Mojado thinks students need more reading intervention and the district should fill vacant positions in the schools to provide more services for students who fall into the three categories addressed by the S and C funds. Mojado says she doesn't know if student needs are currently being met because of the district's ongoing lack of transparency.
"I certainly have not had enough time to review it," she said of the LCAP, adding that the document is distributed online and therefore is not accessible to some within the region. "I'm fortunate enough to have access to internet. Not everyone in this community ... can do that."
Others feel slightly more confident now that they see tribal members and the ACLU advocating to put Native and indigenous children at the forefront of the district's issues.
Meagen Baldy has five children in the KTJUSD school system — four in elementary school and one in high school — and her oldest child graduated from the district last year.
"We're actually kind of stepping up and saying we won't take it anymore," Baldy says. "We want transparency. We want to see more things in our district that we believe are good cultural practices for our kids. We want to see healthier schools all the way. So I feel like it's a good time, even though it looks messy."
The KTJUSD board was required by the California Department of Education to approve the LCAP at its Feb. 15 board meeting, despite some resistance from parents and tribal members who felt uninvolved in the rushed process.
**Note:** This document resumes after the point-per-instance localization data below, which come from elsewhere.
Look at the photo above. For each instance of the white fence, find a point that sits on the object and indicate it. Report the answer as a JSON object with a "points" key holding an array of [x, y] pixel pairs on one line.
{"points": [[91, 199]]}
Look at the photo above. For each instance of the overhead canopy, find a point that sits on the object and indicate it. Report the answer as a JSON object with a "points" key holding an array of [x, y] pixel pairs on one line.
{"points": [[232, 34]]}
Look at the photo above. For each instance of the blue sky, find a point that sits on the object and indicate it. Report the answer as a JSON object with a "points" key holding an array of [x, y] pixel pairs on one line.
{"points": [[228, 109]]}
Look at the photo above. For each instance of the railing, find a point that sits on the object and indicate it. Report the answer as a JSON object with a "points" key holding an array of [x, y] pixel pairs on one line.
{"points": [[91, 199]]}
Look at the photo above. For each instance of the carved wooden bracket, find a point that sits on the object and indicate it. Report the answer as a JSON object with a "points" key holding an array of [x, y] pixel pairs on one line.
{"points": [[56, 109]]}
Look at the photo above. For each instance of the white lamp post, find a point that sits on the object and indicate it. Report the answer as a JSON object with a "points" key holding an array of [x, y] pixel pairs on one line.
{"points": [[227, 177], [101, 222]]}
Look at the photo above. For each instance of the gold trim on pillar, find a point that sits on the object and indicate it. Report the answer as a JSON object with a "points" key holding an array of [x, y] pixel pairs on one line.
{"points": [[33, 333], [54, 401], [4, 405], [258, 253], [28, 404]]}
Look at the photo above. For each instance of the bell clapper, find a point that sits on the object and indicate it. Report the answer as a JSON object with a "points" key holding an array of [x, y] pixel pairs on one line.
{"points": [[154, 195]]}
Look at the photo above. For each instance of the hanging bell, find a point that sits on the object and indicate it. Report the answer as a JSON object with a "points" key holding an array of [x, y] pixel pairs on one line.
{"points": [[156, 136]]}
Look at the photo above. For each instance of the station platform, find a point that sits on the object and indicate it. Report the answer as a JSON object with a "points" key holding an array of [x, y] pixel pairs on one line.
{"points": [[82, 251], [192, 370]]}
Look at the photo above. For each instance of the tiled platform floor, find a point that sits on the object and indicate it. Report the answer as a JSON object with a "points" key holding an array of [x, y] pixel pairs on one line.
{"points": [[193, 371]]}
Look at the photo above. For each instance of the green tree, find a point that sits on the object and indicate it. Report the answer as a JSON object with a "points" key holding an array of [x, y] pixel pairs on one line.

The board indicated it was too late to make additional changes to the current LCAP, noting that modifying the existing school year's budget was infeasible, but pledged to offer more opportunities for public engagement moving forward. Specifically, Tracey and others at the meeting were asked to provide input for the 2019-2020 LCAP.
Tracy emphasized that, without the input or engagement with the community, students will continue to fall through the cracks of the system and that the KTJUSD should not treat their children as "throw-away kids." Instead, she said the district needs to focus on cultural and restorative practices to provide the responsive and trauma-informed education the children deserve.
"Every single child that we send there and that we claim as our children deserves an education and it's [the district's] responsibility to provide that for them," she said. "When they're letting some of them fall through the cracks, then it still lands back in our community. So we have a real stake in this."
Since the board's approval of the LCAP last month, Tracy, the Yurok Tribe and the ACLU have sent a letter to the California Department of Education asking it to force the district to take corrective action to address ongoing transparency and engagement problems.
Natalya Estrada is a local journalist living in Arcata. She's frequently found with a chai latte, mic recorder and a smart phone on hand.